Le processus d’intégration des enseignants contractuels à la Fonction publique guinéenne, amorcé après l’accord du 3 janvier 2026, révèle des tensions profondes entre autorités, syndicats et contractuels non retenus. Si le protocole visait à régulariser la situation de milliers d’enseignants communaux, sa mise en œuvre montre aujourd’hui les limites du dialogue institutionnel et la fragilité de la confiance entre les acteurs.
Le collectif des non retenus conteste la composition de la commission paritaire chargée de traiter leurs dossiers. Selon eux, l’inclusion de l’ex-coordination, désormais marginalisée et parfois accusée d’avoir cautionné des pratiques discriminatoires, risque de compromettre la transparence et la légitimité du processus. Cette opposition n’est pas isolée : elle bénéficie du soutien actif des syndicats FSPE, SLECG et SNE, qui insistent pour que le collectif soit directement associé aux décisions.
Cette situation illustre plusieurs problématiques structurelles. D’abord, le manque de confiance entre l’administration et les contractuels. Depuis l’annonce des résultats du 8 août 2024, de nombreux enseignants ont vu leurs droits ignorés ou retardés, malgré les preuves d’enrôlement et les documents légaux. Ensuite, les écarts dans l’application des promesses gouvernementales, notamment le paiement des 6 millions de francs promis, ont exacerbé frustrations et méfiance.

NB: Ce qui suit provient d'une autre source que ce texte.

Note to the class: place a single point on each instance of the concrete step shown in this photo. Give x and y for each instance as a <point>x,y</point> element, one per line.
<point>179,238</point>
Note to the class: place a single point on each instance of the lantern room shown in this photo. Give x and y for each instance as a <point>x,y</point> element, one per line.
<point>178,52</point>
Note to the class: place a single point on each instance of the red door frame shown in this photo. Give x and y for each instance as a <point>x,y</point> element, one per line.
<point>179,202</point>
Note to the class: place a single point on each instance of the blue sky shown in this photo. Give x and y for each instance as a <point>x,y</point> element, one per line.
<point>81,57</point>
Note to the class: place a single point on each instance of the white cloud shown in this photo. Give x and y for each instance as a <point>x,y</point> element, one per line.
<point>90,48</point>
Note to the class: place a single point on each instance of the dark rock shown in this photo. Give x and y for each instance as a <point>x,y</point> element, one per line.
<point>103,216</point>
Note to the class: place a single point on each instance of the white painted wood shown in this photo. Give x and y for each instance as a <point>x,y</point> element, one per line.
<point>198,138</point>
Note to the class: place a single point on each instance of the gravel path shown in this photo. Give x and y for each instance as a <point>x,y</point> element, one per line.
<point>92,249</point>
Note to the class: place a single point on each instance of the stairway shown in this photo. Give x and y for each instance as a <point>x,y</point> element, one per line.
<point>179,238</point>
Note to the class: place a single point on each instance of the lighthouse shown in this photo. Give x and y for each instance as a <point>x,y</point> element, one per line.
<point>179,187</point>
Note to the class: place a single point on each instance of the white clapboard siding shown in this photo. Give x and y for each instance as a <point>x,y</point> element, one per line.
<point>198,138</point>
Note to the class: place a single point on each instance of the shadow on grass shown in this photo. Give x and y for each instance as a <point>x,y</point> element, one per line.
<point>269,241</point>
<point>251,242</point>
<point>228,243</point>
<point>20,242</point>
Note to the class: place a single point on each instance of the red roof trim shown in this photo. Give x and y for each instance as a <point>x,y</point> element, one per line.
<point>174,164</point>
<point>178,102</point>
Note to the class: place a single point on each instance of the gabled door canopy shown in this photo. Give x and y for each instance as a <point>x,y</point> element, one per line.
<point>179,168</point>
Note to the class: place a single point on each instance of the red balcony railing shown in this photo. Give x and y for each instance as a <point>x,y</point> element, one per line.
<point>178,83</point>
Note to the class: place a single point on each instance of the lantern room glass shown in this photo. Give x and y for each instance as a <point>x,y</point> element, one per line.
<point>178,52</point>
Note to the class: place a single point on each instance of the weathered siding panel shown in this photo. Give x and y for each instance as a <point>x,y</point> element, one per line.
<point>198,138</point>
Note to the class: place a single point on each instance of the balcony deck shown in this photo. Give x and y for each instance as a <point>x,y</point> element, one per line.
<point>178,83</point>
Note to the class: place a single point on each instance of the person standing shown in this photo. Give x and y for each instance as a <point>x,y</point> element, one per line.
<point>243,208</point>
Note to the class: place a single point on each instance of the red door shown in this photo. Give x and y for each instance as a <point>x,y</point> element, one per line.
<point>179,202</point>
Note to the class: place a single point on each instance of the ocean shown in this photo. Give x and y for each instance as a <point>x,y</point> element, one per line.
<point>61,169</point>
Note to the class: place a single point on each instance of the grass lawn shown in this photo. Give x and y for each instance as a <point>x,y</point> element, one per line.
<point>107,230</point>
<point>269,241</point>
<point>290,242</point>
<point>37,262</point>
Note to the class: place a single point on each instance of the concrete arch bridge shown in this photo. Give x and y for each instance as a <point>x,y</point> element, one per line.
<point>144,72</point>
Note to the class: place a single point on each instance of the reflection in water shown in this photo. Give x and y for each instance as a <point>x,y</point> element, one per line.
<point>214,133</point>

Enfin, l’affaire met en lumière les dérives possibles dans la gestion des ressources humaines à la Fonction publique. L’implication de personnes perçues comme partiales ou éloignées des dossiers des contractuels soulève la question de l’indépendance des commissions et de la représentativité des structures décisionnelles.
Pour le gouvernement, la pression est forte : retarder la publication des arrêtés d’intégration ou ignorer la voix des enseignants pourrait entraîner de nouvelles manifestations et fragiliser davantage le climat social, déjà sensible. Pour les syndicats et le collectif, il s’agit de défendre non seulement l’intégration à la Fonction publique, mais la crédibilité d’un processus censé être équitable.
En définitive, cette crise illustre que la simple signature d’un protocole d’accord ne suffit pas à résoudre des inégalités et frustrations accumulées. La Guinée se trouve à un carrefour : réussir l’intégration des contractuels nécessitera non seulement des décisions administratives claires, mais aussi une gestion transparente et inclusive, susceptible de restaurer la confiance des jeunes enseignants et de prévenir de nouvelles tensions.